Updated by pcervinka about 1 year ago
There is another round of MTU issues https://openqa.suse.de/tests/13093924#step/multipath_iscsi/26
Updated by mkittler about 1 year ago · Edited
I can also reproduce it in test VMs with my usual test setup. This time a size of 1350 actually works but 1400 is too much. SSH also doesn't work again.
I don't see the workers I previously found problematic and removed via https://gitlab.suse.de/openqa/salt-pillars-openqa/-/merge_requests/700 anymore (sudo salt -C 'G@roles:worker' cmd.run 'grep "10.100.101" /etc/wicked/scripts/gre_tunnel_preup.sh'
shows no results). So that means it is not just that the removal of these workers was not persistent.
Updated by okurz about 1 year ago
Both merged. I executed now
env host=openqa.suse.de result="result='parallel_failed'" failed_since="2023-12-17" comment="label:https://progress.opensuse.org/issues/152389" openqa-advanced-retrigger-jobs
Updated by okurz about 1 year ago
mkittler missed some workers. Now did https://gitlab.suse.de/openqa/salt-pillars-openqa/-/merge_requests/702
and retriggered again failed tests.

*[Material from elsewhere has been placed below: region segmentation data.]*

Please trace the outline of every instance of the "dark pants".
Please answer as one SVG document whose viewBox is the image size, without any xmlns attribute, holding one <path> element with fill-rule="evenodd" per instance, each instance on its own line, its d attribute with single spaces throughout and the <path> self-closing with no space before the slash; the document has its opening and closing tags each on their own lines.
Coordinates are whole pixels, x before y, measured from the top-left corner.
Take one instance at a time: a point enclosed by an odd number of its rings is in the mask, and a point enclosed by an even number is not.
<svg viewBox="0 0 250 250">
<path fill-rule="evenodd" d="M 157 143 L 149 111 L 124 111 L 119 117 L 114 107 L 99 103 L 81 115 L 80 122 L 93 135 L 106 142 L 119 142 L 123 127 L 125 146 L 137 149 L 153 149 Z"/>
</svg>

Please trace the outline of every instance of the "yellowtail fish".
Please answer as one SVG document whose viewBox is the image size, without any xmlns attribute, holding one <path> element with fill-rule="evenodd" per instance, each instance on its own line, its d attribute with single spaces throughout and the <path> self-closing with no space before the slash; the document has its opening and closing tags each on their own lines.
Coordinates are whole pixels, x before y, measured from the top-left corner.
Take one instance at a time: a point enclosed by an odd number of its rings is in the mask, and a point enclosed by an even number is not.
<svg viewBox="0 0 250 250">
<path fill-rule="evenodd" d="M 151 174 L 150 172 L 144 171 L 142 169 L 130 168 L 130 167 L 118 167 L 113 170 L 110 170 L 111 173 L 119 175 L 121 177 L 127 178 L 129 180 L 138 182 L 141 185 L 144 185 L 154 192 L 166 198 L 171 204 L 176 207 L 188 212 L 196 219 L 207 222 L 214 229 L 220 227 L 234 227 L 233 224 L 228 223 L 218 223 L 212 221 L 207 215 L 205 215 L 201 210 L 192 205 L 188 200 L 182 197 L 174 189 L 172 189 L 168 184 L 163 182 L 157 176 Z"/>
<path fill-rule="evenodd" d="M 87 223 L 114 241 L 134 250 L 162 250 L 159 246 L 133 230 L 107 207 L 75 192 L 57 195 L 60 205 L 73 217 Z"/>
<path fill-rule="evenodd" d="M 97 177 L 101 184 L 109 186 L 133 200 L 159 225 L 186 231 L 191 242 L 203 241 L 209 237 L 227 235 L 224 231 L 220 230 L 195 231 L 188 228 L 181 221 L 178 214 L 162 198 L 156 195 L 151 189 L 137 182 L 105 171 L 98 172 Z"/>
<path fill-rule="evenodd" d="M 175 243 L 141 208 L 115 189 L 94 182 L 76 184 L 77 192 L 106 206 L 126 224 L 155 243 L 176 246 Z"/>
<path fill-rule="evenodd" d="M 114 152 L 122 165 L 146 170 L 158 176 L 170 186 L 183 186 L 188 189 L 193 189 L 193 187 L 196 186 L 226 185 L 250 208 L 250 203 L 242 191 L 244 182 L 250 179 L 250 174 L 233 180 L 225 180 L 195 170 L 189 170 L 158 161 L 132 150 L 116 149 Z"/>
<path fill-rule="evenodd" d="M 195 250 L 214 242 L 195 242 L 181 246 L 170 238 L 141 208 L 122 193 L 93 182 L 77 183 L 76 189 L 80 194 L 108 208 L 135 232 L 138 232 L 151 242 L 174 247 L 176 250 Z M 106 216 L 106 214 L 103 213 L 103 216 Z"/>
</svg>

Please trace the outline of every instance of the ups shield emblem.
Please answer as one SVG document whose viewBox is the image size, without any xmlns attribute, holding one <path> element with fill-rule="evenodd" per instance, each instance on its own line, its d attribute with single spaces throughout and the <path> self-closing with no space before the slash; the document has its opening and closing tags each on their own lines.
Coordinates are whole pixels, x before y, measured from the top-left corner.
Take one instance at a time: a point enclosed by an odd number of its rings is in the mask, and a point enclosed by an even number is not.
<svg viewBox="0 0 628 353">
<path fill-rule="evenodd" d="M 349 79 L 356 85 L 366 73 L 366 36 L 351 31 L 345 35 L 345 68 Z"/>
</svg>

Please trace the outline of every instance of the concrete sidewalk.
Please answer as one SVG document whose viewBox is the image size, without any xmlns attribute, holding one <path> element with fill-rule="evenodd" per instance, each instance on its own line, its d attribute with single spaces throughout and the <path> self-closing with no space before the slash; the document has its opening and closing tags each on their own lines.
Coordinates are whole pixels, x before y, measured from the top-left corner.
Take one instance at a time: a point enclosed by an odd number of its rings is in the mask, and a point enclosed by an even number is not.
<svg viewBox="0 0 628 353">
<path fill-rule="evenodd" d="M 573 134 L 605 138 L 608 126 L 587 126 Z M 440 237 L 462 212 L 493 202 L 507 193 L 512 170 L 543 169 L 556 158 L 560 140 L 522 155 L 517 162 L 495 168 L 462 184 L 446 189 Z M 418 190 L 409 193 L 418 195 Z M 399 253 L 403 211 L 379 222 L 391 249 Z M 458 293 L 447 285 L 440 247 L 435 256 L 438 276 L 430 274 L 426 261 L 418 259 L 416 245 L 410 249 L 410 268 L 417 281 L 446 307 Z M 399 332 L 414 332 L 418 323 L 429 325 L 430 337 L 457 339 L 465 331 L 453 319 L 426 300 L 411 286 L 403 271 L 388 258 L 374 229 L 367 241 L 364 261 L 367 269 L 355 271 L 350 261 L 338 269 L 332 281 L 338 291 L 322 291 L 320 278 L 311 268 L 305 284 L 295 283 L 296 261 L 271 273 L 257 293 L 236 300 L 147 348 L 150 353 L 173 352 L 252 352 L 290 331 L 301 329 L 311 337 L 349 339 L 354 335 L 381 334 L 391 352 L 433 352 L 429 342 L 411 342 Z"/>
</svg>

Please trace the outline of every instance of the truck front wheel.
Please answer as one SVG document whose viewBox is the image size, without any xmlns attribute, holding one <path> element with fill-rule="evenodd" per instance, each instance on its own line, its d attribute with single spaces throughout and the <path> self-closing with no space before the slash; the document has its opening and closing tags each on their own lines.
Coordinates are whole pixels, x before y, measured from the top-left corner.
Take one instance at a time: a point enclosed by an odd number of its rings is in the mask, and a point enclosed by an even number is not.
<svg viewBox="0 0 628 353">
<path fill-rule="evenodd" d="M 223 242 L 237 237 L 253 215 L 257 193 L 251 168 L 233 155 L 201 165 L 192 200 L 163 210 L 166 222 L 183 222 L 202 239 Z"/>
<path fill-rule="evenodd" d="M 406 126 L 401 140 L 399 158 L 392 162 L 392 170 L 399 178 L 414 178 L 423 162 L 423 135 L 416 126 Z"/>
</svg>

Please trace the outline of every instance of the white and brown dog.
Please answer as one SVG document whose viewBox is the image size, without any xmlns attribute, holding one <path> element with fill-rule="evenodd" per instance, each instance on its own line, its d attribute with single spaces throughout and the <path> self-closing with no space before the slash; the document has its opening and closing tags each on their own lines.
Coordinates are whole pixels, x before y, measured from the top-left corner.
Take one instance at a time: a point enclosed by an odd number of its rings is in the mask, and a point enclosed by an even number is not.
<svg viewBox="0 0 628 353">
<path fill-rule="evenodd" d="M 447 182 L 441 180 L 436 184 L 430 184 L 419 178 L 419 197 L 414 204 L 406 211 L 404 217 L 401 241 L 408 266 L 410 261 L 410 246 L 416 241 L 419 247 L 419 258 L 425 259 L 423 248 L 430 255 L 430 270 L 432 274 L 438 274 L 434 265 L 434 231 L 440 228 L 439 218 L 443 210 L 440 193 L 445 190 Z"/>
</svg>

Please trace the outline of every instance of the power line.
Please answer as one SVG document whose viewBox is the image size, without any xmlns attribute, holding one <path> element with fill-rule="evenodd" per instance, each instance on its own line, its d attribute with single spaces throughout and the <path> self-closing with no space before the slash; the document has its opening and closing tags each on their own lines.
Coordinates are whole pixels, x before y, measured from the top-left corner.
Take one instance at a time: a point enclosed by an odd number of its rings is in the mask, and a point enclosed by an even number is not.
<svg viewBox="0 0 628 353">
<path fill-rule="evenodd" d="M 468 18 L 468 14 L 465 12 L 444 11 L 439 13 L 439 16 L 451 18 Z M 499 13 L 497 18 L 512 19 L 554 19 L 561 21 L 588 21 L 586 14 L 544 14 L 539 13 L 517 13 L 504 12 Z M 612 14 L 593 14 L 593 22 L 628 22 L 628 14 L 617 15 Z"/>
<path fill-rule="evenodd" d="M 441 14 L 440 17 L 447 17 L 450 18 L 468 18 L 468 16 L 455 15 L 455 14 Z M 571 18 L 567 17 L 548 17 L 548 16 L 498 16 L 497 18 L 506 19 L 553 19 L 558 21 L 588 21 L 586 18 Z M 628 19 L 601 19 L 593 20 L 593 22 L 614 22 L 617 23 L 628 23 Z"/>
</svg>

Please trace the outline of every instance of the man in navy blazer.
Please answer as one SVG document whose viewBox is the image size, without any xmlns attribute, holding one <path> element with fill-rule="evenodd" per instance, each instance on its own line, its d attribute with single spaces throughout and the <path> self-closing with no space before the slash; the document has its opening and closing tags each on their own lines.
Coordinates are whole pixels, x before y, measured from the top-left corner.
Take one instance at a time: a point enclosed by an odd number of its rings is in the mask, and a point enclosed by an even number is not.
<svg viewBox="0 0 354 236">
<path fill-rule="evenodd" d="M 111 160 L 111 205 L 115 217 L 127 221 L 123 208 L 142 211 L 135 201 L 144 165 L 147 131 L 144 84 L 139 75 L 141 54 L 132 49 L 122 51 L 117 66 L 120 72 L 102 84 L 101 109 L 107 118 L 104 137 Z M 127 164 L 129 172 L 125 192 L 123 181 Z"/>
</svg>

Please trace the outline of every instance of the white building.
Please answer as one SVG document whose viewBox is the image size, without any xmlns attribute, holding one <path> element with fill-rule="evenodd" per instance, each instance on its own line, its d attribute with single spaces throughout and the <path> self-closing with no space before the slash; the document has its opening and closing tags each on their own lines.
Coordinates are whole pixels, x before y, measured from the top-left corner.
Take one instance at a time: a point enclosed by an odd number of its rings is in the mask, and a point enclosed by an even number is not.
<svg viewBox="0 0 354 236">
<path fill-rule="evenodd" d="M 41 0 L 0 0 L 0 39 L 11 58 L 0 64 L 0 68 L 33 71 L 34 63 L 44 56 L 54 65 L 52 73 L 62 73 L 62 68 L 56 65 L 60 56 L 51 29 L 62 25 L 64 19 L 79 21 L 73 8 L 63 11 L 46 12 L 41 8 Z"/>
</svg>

Monitoring, e.g. on https://monitor.qa.suse.de/d/nRDab3Jiz/openqa-jobs-test?orgId=1&from=now-2d&to=now&viewPanel=24
Updated by okurz about 1 year ago · Edited
Regarding the original problem it seems like the following. We have all openQA workers connected with GRE tunnels with point to point. With that all are inter-connected, also across locations, using GRE tunnels. Using STP to prevent loops that apparently causes inefficient routes like worker38 in PRG2 going over a FC Basement worker back to PRG2 which also means that we are limited with the maximum MTU that we can support. So my suggestions are the following
- DONE via https://github.com/os-autoinst/os-autoinst-distri-opensuse/pull/18353 Make the use of MTU in os-autoinst-distri-opensuse configurable, i.e. the value that the support_server sets as well as the ping_size_check
- REJECTED Use the minimum MTU in both os-autoinst-distri-opensuse as well as https://gitlab.suse.de/openqa/salt-states-openqa/-/blob/master/openqa/openvswitch.sls to be "on the safe side" for across-location tunneled GRE configurations
- Likely not very useful because that MTU might be too low for certain test scenarios (e.g. Wireguard tunnel). So I guess there's rather a "safe middle" (and not a "safe side").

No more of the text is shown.